Google is starting to plug the gaps, bit by bit, in what’s been an all-over-the-place messaging product until now. Starting today, for example, the company is rolling out desktop support for Android Messages, which will let you send and receive texts from a computer.
It’s a byproduct of Google’s efforts over the last few years to improve the Android messaging experience, efforts that have included adding new features and working with carriers to upgrade their networks to handle Rich Communication Services (RCS). Major chat platforms like iMessage and Facebook Messenger, of course, have desktop versions, so it’s a no-brainer that Google needed to add desktop support as well.
Google product management director Sanaz Ahari walked through some of the new features and improvements to Android Messages in a blog post today, showing off updates that include the ability to send GIFs and smart replies.
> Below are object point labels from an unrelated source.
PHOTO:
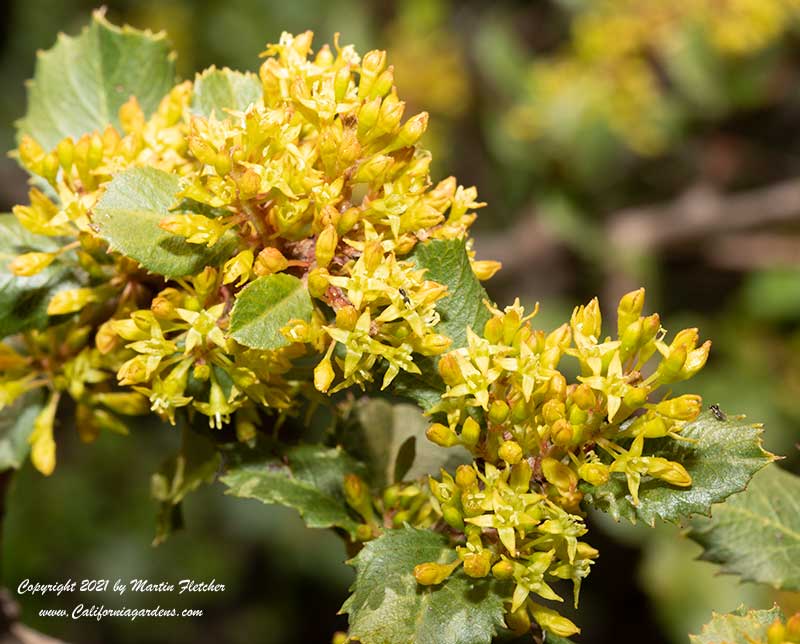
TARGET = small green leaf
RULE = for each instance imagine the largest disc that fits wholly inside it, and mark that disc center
(391, 438)
(738, 627)
(16, 424)
(387, 606)
(196, 464)
(128, 215)
(265, 306)
(24, 300)
(446, 262)
(80, 84)
(309, 478)
(218, 90)
(756, 534)
(721, 458)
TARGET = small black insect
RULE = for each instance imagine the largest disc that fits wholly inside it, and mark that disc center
(718, 413)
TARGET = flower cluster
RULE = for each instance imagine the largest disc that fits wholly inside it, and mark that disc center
(320, 178)
(535, 436)
(607, 75)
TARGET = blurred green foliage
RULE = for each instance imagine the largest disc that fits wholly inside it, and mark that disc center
(572, 110)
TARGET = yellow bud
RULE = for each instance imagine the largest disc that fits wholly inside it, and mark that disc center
(318, 282)
(431, 574)
(776, 633)
(793, 628)
(499, 411)
(561, 432)
(449, 370)
(434, 344)
(442, 435)
(594, 473)
(323, 374)
(412, 130)
(453, 517)
(106, 338)
(485, 269)
(43, 447)
(584, 397)
(30, 263)
(503, 569)
(326, 246)
(465, 476)
(552, 622)
(270, 260)
(470, 432)
(686, 407)
(560, 475)
(238, 267)
(70, 301)
(510, 452)
(629, 309)
(478, 564)
(518, 621)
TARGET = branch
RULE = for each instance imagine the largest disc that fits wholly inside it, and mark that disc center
(702, 211)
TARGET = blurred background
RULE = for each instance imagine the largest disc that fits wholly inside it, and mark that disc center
(617, 143)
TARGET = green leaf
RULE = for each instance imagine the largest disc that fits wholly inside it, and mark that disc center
(218, 90)
(756, 534)
(446, 262)
(308, 478)
(196, 464)
(265, 306)
(24, 300)
(738, 627)
(391, 440)
(387, 606)
(80, 84)
(721, 458)
(128, 215)
(16, 424)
“With Android Messages,” she writes, “we’re creating a messaging experience that’s available on multiple devices, lets you share whatever you want to share, and makes it easy to take action on your messages with Google AI.”
To get started sending texts via desktop, head to messages.android.com on your desktop browser. Then, open the Android Messages app on your phone, select the More options menu and then “Messages for web.” Finally, scan the QR code on your computer using your phone.
Today’s news underscores that Google thinks its best shot at success in the messaging space is Android Messages, rather than its failed Allo messaging app. There is something of a land grab going on right now among the dominant messengers, and Google’s increased focus in this area is another example of the big services trying to beef up their offerings and lock in users.
Arguably, messengers are also only now getting the importance and investment from big companies that they deserve, as those companies realize that people’s time spent on and attitude toward social media is likely to ebb and flow. But messaging, of course, is a must-have — and users may be making picks among the various services that are hard if not impossible to shake.